Data and Image Models
From CS294-10 Visualization Fa07
Lecture on Aug 29, 2007
- The eyes have it, Schneiderman. (html)
- The structure of the information visualization design space. Card & Mackinlay. (ieee)
- Chapter 2: Graphical Integrity, In The Visual Display of Quantitative Information. Tufte.
- Chapter 3: Sources of Graphical Integrity, In The Visual Display of Quantitative Information. Tufte.
- On the theory of scales of measurement. Stevens. (jstor)

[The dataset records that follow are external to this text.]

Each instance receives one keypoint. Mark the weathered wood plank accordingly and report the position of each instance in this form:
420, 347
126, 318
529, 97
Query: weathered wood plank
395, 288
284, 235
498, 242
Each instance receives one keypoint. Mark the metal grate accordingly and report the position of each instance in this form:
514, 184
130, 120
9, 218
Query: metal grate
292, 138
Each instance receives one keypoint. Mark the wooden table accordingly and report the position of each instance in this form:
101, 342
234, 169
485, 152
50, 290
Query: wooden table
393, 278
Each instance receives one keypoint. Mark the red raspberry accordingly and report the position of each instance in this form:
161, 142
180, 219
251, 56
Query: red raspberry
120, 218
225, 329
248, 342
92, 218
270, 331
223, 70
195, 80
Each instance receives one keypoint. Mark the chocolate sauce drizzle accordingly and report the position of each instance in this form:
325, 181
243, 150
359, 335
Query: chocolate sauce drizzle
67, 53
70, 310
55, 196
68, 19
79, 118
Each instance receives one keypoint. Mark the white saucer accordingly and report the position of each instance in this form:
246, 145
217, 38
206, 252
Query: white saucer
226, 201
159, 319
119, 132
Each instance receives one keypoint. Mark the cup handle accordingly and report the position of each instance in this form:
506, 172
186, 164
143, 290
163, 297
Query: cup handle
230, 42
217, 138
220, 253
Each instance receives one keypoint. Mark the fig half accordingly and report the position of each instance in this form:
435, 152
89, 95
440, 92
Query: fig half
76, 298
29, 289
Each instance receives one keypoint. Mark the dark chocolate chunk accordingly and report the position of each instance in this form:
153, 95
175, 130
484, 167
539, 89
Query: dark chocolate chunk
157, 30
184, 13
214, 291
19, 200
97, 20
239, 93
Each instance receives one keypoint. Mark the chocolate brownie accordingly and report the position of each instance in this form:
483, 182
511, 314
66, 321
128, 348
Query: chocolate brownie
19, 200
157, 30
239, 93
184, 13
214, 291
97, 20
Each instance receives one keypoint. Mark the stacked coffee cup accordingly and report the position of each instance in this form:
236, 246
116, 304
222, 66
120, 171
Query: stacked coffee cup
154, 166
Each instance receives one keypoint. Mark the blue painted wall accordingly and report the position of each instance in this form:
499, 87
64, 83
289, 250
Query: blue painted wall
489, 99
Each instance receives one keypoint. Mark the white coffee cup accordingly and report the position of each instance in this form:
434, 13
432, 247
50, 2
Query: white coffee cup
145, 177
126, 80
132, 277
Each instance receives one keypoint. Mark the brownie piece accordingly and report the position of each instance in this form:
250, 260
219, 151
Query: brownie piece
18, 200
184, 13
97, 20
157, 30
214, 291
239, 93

 Ken-ichi - Aug 28, 2007 10:56:40 pm
One thing that's always bothered me about Tufte's emphasis on data density in visualizations is that he always seems to assume the the graphic is a substantive document in its own right, deserving the same level of scrutiny as the newspaper article in might accompany. This seems to be his assumption when he laments the paucity of scatterplots in American newspapers in these readings. I guess this is probably valid if you read a physical newspaper sitting down over coffee, where you might have the time and the inclination to pore over details, but maybe simpler, less dense displays are more appropriate when a publisher assumes readers will be skimming, glancing at graphs to gain a summarized, reduced view of an article's implications rather than a view as finely articulated as the article text itself.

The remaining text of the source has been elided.